Muelleman       Rural Injuries

 

The most common fatal injury mechanism in rural areas is motor vehicle crashes.

47 million Americans live more than 1 hour from a trauma center

6 million Americans live more than 1 hour from an ED

There are 5,000ED’s in the US

 

Firearm associated homicide is less common in rural areas

Firearm associated suicide and unintentional injury is more common in rural areas.

MVC death rates drop as population density goes up.   Many factors that could explain this relationship.    Research has shown that age of patient and crash characteristics predict 50% of the added mortality.   High speed crashes account for increased mortality.  No seatbelt also increases mortality.  ETOH use increases mortality.   Distance of the crash from a board certified EP increases your mortality.  Most rural trauma deaths occur in the ED.   These deaths mostly are due to hemorrhage, lack of airway, or pneumothorax.

The ATLS course was actually developed by an emergency physician.  ACEP turned down sponsorship of ATLS.  So the emergency physician took the course to the American College of Surgeons and they made it the world-wide course it is today.
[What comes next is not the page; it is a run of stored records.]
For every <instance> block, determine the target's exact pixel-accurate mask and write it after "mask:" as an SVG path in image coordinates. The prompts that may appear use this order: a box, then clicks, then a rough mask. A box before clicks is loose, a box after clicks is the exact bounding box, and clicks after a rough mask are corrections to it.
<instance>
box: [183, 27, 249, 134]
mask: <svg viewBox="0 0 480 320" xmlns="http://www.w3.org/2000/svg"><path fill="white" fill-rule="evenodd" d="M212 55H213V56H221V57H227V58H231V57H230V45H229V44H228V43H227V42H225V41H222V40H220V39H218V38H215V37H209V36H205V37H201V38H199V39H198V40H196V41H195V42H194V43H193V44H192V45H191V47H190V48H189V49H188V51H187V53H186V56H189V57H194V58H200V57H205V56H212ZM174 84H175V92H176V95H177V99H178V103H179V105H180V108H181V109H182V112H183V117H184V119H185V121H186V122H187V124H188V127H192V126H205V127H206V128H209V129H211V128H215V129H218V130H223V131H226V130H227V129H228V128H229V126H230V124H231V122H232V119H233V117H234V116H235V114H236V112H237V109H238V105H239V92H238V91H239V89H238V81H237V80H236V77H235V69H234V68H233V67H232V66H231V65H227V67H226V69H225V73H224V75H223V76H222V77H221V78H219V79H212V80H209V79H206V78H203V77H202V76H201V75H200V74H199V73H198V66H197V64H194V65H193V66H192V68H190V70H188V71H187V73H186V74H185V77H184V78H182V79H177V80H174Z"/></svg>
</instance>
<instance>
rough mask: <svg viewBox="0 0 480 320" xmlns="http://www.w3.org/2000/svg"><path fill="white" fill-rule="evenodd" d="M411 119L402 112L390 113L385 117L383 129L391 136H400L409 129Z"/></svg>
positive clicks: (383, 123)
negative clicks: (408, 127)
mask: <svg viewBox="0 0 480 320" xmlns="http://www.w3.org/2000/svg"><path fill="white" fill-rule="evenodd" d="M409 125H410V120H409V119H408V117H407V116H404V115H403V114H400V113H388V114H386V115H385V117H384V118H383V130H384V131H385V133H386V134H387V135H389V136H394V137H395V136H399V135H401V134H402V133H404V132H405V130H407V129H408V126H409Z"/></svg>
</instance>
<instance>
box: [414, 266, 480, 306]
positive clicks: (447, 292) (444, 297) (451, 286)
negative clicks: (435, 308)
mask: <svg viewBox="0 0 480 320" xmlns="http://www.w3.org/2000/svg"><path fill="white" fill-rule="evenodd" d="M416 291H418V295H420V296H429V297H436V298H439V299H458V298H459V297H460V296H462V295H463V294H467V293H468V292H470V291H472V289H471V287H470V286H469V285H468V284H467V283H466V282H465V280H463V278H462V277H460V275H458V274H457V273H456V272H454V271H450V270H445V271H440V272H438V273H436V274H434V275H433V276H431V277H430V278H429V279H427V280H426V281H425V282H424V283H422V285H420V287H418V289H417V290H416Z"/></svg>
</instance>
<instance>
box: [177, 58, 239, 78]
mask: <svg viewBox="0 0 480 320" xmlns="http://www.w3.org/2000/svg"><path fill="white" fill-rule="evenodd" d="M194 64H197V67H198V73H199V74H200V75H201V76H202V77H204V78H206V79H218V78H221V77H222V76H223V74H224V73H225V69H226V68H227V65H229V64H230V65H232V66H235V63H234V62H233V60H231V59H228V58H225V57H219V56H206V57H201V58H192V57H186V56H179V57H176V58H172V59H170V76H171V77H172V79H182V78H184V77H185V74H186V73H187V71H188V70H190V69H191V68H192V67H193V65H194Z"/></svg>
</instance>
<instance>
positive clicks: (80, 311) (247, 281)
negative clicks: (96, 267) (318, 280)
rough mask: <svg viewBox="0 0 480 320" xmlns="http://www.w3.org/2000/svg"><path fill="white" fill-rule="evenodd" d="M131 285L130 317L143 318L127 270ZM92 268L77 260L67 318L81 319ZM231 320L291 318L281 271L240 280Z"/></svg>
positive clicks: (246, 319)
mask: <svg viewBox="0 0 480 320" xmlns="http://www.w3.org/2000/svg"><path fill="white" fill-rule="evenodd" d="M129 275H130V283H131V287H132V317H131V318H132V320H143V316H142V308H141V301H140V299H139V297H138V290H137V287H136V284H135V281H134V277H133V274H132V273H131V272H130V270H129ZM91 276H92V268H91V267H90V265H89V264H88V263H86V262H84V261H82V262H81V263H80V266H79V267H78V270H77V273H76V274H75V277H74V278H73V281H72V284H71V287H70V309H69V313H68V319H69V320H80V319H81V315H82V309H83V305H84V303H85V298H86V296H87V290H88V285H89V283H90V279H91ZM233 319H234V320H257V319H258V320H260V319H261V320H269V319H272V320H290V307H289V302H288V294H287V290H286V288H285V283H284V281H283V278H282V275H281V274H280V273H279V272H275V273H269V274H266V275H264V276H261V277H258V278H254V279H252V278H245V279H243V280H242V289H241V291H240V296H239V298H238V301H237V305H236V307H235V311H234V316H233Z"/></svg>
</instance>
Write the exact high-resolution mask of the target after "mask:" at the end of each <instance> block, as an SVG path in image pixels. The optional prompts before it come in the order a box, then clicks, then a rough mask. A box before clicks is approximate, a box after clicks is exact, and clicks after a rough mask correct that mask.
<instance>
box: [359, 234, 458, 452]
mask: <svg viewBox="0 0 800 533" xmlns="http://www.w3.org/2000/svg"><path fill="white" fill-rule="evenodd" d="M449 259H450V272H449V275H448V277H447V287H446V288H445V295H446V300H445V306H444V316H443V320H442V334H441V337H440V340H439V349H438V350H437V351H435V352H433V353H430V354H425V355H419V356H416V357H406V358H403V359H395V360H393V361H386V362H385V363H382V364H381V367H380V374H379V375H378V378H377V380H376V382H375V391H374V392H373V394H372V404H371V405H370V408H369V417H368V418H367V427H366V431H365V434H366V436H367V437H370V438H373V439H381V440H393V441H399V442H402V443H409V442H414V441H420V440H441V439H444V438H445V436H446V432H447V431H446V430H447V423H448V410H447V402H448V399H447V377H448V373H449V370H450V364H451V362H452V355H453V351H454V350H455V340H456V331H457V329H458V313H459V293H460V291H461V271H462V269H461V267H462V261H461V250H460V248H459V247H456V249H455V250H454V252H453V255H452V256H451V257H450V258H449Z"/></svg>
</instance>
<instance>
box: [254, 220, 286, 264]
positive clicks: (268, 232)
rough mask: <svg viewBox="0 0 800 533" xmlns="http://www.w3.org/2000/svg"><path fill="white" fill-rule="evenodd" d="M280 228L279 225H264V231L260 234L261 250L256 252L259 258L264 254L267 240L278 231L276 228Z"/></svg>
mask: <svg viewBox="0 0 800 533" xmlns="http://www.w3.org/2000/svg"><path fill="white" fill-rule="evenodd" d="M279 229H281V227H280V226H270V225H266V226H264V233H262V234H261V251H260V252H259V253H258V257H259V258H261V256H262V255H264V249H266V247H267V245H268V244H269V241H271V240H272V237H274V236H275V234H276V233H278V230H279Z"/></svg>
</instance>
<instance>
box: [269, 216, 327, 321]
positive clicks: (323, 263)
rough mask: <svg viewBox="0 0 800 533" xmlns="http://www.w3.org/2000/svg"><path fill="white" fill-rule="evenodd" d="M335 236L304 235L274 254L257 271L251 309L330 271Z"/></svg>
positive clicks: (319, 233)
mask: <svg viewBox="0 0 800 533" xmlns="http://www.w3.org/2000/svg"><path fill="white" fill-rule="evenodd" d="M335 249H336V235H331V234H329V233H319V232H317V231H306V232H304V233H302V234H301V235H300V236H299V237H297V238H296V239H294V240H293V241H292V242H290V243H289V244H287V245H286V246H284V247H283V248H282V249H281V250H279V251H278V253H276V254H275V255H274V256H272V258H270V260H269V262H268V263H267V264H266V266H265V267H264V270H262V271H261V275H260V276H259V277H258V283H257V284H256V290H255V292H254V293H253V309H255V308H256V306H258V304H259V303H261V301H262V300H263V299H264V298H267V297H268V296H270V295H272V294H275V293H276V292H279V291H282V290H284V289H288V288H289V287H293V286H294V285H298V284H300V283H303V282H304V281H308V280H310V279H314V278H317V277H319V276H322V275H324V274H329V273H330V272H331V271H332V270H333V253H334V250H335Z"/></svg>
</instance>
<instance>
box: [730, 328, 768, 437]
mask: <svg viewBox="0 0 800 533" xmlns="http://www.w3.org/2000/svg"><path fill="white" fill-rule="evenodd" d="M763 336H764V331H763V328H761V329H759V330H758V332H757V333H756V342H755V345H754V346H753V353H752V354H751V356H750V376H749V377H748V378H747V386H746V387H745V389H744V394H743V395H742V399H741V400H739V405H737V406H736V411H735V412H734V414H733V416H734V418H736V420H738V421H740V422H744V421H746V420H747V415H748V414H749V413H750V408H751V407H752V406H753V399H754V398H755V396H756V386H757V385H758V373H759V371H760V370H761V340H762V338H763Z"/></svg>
Muelleman      Your Path to ABEM Certification

 The ABEM mission is to ensure the highest quality of Emergency Medicine care.

Board certification allows you to be recognized as the specialist you have trained to become.

The In-training exam is designed to predict your probability of passing the ABEM Qualifying exam.   The In-Training exam will be moving to an electronic format probably 2018. 

ABEM Certification requirements:

Successful completion of an accredited EM Residency training program  

Valid and current Medical License

Pass the written and oral tests within 5 years of completion of residency training

Total cost for initial certification is right around $2500.

 

Delay taking the exam for any reason, makes you less likely to pass the exam. 

Passing score is 76 for the Qualifying exam.  Pass rate is around 90% nation-wide

Oral exam pass rate is around 98% nation-wide

There are about 34,000 ABEM diplomats.